A document with NIF format annotated with the class assigned to the input text. The document class is included as an annotation in the Context element:
Example cURL post:
curl -X POST "https://api.digitale-kuratierung.de/api/e-documentclassification?language=de&modelName=3pc&informat=text/plain&input=Einige interessanten Texte die etwas witchtiges drinnen haben über Medizin"

e-TopicModelling

This service determines the ‘topic’ of a given text. A set of documents is used by Mallet to train a topic modelling model. It clusters the terms into the documents to model the ‘topics’, so each ‘topic’ is defined as the terms (words) that are included in the corresponding ‘topic’ (cluster).

Endpoint

https://api.digitale-kuratierung.de/api/e-topicmodelling

Input

The API conforms to the general NIF API specifications. For more details, see: http://persistence.uni-leipzig.org/nlp2rdf/specification/api.html In addition to the input, informat and outformat parameters, the following parameters have to be set to perform Topic Modelling on the input:
language: The language of the input text. For now, this service only admits German (de).

modelName: The model that is used for topic modelling. There are some models available:
condat: Model generated using the data provided by Condat.
kreuzwerker: Model generated using the data provided by Kreuzwerker.

modelPath: [optional] This parameter is only used if another location for models is used inside the server. This parameter is meant for local installation of the service. Output A document with NIF format annotated with the topic assigned to the input text. The topic information is included as an annotation in the Context element:
Example cURL post:
curl -X POST "https://api.digitale-kuratierung.de/api/e-topicmodelling?language=de&modelName=condat&informat=text/plain&input=Einige interessanten Texte die etwas witchtiges drinnen haben über Medizin"

Clustering ARFF file

This service clusters the input document collection. The document collection first has to be converted to a set of vectors. Note that this is not included in this service. The service expects the input in this particular format (see Output section for details and an example) and then proceeds to find clusters in this input data. The output contains information on the number of clusters found and specific values for the found clusters.

Endpoint

https://api.digitale-kuratierung.de/api/e-clustering/generateClusters

Input

The following parameters have to be set to perform clustering on the input:
algorithm: The algorithm to be used during clustering. Currently EM and Kmeans are supported.

language: The language of the input files. Currently de and en are supported.

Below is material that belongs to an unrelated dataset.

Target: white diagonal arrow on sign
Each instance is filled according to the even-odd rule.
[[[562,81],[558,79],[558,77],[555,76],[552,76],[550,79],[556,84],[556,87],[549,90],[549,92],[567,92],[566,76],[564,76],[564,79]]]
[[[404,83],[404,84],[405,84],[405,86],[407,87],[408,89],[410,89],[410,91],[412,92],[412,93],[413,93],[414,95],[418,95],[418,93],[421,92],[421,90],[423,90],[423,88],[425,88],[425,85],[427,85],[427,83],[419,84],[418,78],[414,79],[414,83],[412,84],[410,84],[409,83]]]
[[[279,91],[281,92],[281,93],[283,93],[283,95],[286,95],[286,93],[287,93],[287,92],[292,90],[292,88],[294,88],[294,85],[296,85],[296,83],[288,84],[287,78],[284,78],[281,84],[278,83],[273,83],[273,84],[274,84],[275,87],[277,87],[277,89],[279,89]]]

inputFile: The input for this service has to be in the form of an .arff file. See http://www.cs.waikato.ac.nz/ml/weka/arff.html for an explanation of this format. The .arff file can be posted directly in a variable called inputFile.

Clustering NIF collections

This service clusters the input document collection in NIF format. The document collection first has to be converted to a set of vectors. Note that this is not included in this service. The service expects the input in this particular format (see Output section for details and an example) and then proceeds to find clusters in this input data. The output contains information on the number of clusters found and specific values for the found clusters.

Endpoint

https://api.digitale-kuratierung.de/api/e-clustering/clusterCollection

Input

The following parameters have to be set to perform clustering on the input:

algorithm: The algorithm to be used during clustering. Currently EM and Kmeans are supported.

language: The language of the input files. Currently de and en are supported.

arffGeneratorType: The type of information that will be included in the ARFF file that willl be processed by WEKA. There are two options: wordfrequencyappearance, that counts frequency of appearance of entities in the documents and wordappearance that assigns a 0 or 1 value to each entity depending if it is contained in the document or not.

arffDataSetName: The name to be given to the dataset in the ARFF file. This is just an internal name, any set of letter canbe provided and will not affect the result. It has been made available jsut for future modifications.

body: The nif content of the collection must be provided as the body of the request. The informat of the content must also be provided.